Another set of legal disputes rising from issues related to the protracted sale order case in Delaware, TransPerfect and Shawe had claimed that Skadden Arps had been billing excessively for work it would not explain, and the Chancellor granted the law firm's fee requests without Transperfect having an opportunity to review it. Chancellor Bouchard had sided with the law firm and continued to permit it to submit invoices for unspecified work. Shawe contended that the invoices be itemized and made public, but the Chancellor agreed with Skadden that by requiring a law firm to disclose what it was billing in a public forum could harm the ability for companies registered in Delaware to protect its interests. The Chancellor agreed and mandated that the invoices must remain hidden, but lawyers for Shawe and TransPerfect could view limited details and then, within a certain time frame, submit disputes to items it takes issue with.
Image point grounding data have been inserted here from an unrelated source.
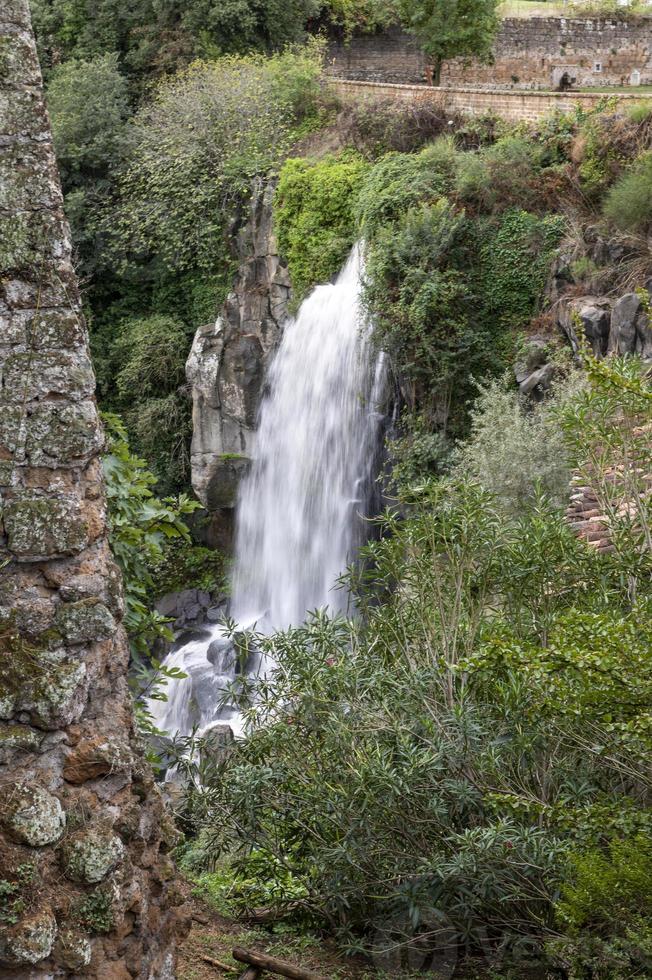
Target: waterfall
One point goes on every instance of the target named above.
(302, 506)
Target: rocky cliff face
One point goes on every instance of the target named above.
(83, 834)
(228, 363)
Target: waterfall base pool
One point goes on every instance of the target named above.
(303, 504)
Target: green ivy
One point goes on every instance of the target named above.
(314, 216)
(515, 261)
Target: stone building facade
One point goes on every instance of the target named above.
(528, 53)
(87, 885)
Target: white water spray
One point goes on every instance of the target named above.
(302, 506)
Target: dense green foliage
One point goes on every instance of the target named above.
(451, 28)
(152, 191)
(629, 202)
(314, 216)
(152, 38)
(433, 772)
(448, 287)
(139, 526)
(199, 143)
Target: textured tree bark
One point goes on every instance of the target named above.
(86, 888)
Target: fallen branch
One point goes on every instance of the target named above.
(220, 966)
(280, 967)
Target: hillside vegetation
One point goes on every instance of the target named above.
(458, 778)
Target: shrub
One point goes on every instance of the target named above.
(399, 181)
(377, 129)
(515, 260)
(516, 452)
(605, 909)
(420, 302)
(185, 566)
(313, 210)
(628, 205)
(147, 365)
(139, 526)
(197, 145)
(501, 175)
(431, 767)
(89, 105)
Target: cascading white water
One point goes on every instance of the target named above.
(301, 507)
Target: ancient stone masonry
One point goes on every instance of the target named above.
(513, 105)
(86, 888)
(528, 53)
(228, 363)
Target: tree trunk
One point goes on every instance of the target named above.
(437, 63)
(87, 887)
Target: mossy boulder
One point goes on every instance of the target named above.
(30, 940)
(90, 854)
(72, 949)
(50, 688)
(32, 816)
(84, 621)
(42, 527)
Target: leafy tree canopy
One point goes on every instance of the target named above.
(151, 37)
(451, 28)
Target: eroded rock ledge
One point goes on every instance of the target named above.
(87, 886)
(228, 363)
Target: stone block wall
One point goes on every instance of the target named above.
(87, 884)
(528, 53)
(509, 104)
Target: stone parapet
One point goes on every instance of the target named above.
(527, 53)
(510, 104)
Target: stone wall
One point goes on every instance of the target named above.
(530, 53)
(227, 367)
(469, 100)
(88, 888)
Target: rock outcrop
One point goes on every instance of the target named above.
(610, 326)
(227, 367)
(87, 886)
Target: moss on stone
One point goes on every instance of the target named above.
(33, 816)
(72, 949)
(44, 526)
(18, 737)
(30, 940)
(85, 620)
(89, 855)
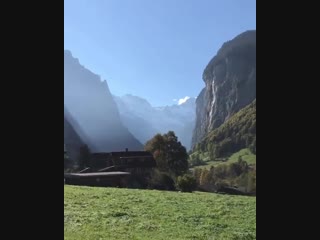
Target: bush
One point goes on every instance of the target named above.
(196, 161)
(186, 183)
(161, 181)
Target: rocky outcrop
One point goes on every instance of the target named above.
(230, 79)
(72, 140)
(90, 102)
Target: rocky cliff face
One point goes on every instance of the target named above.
(90, 102)
(72, 139)
(230, 79)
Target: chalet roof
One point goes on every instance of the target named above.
(124, 153)
(95, 174)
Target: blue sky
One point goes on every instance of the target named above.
(155, 49)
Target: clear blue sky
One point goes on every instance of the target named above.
(155, 49)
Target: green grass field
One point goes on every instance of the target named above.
(111, 213)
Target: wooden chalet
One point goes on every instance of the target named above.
(115, 169)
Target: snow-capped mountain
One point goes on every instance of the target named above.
(144, 121)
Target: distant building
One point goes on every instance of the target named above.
(116, 169)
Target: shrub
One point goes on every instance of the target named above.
(186, 183)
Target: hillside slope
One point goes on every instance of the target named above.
(97, 213)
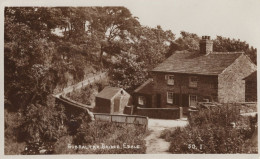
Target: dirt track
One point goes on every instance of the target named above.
(154, 143)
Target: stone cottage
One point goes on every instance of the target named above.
(111, 100)
(251, 87)
(186, 78)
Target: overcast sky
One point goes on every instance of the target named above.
(239, 19)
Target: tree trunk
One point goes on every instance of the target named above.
(101, 55)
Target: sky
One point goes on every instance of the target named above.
(239, 19)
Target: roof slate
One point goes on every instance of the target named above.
(146, 87)
(252, 76)
(195, 63)
(108, 92)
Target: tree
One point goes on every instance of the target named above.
(110, 27)
(151, 45)
(222, 44)
(127, 72)
(188, 41)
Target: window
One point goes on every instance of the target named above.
(170, 97)
(193, 100)
(170, 80)
(193, 82)
(141, 100)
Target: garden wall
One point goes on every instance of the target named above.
(161, 113)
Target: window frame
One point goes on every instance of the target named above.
(190, 98)
(172, 100)
(192, 83)
(143, 99)
(170, 80)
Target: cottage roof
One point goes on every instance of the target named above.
(195, 63)
(108, 92)
(252, 76)
(146, 87)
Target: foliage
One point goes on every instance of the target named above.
(151, 45)
(210, 131)
(87, 94)
(188, 41)
(222, 44)
(43, 122)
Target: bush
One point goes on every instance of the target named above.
(87, 94)
(211, 131)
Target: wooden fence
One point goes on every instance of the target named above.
(128, 119)
(83, 83)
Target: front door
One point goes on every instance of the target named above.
(193, 100)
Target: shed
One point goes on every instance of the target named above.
(112, 100)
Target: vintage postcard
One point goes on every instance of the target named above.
(170, 78)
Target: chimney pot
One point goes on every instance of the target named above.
(206, 45)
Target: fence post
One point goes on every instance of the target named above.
(181, 112)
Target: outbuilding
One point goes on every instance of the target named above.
(112, 100)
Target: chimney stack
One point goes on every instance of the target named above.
(206, 45)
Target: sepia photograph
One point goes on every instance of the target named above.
(130, 77)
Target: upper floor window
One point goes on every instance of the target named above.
(193, 81)
(141, 100)
(170, 97)
(170, 79)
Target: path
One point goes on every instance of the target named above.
(154, 143)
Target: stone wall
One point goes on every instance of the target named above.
(231, 84)
(207, 87)
(160, 113)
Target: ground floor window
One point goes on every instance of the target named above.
(170, 97)
(141, 100)
(193, 100)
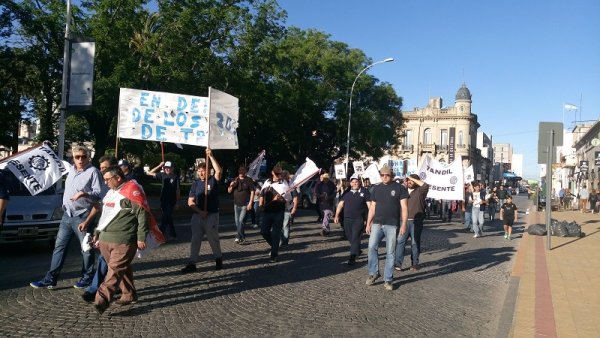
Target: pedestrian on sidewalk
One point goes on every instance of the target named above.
(170, 193)
(122, 230)
(242, 188)
(388, 209)
(82, 192)
(353, 205)
(272, 203)
(508, 216)
(417, 192)
(204, 202)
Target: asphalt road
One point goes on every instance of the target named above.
(459, 291)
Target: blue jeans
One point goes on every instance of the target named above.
(378, 231)
(239, 215)
(99, 276)
(270, 229)
(401, 242)
(166, 222)
(468, 220)
(478, 221)
(285, 233)
(66, 230)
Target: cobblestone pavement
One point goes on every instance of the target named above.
(310, 291)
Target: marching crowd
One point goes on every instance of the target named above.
(108, 206)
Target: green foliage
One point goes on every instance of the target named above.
(293, 85)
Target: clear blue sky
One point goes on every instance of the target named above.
(521, 60)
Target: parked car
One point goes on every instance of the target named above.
(32, 218)
(307, 198)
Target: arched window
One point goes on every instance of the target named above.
(427, 136)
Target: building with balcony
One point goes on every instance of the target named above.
(441, 132)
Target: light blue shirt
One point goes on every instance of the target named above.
(88, 180)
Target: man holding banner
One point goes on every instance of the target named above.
(388, 202)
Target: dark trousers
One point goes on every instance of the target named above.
(166, 221)
(270, 229)
(353, 228)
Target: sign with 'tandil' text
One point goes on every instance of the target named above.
(446, 182)
(164, 117)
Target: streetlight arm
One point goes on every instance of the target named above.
(350, 106)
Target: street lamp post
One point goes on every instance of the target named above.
(350, 107)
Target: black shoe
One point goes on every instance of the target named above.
(88, 297)
(100, 308)
(190, 267)
(352, 260)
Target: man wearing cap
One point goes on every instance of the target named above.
(325, 198)
(204, 201)
(354, 203)
(417, 193)
(169, 195)
(242, 188)
(126, 167)
(388, 202)
(273, 202)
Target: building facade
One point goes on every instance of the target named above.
(444, 133)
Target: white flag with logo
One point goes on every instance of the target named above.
(446, 182)
(304, 173)
(38, 168)
(372, 173)
(469, 174)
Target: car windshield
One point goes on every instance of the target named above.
(17, 188)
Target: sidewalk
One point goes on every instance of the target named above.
(559, 289)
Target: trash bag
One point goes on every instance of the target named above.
(537, 230)
(573, 229)
(559, 228)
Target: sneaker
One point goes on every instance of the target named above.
(88, 297)
(82, 284)
(190, 267)
(100, 308)
(42, 284)
(372, 279)
(125, 302)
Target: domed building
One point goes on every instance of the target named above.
(444, 133)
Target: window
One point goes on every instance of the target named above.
(427, 136)
(408, 138)
(444, 137)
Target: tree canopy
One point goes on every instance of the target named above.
(293, 85)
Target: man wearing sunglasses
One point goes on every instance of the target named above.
(82, 190)
(388, 209)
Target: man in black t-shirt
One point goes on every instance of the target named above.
(169, 194)
(389, 207)
(508, 215)
(354, 203)
(205, 219)
(242, 188)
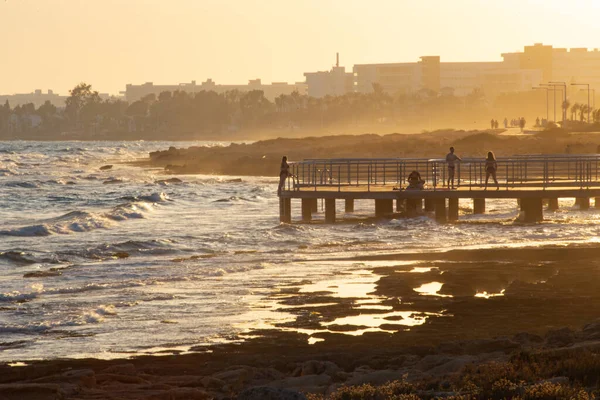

As a result, Skadden Arps has included in its billing to TransPerfect, charges to defend its interests against Shawe's requests to see itemized invoices.

===Employee group forms===
Included in this case has been a campaign waged by a group that calls itself Citizens for a Pro-Business Delaware to lobby the legislature to change the chancery rules regarding the forced sale of a private, well performing company. The group claims over 1200 members. "Citizens " built a website, has run television commercials, taken billboard and newspaper ads, petitioned elected leaders and held press conferences to press the issue of their concern for the jobs that may be lost and the impact this decision would have on Delaware's ability to continue attracting new companies to incorporate in the state.

===Controversial legal issues===
There have been charges of unethical actions by Elting's law firm Kramer Levin Naftalis & Frankel, which was sanctioned by the Chancery Court for "repeatedly instruct[ing] a witness not to answer questions."

A defamation suit was filed by Shirley Shawe against Kramer Levin, claiming that its lead attorney on the case "crossed the line" by making false statements in connection with the Delaware sale case that "were intended to damage Shawe's business and personal reputation," while talking to a reporter about the case. Citing that same interview, attorney Philip Kaufman was also accused of contradicting himself when he argued before the appeal court from what he claimed to the reporter. Shawe ran a series of TV ads highlighting the varying sets of comments made by Kaufman and the video was posted to YouTube.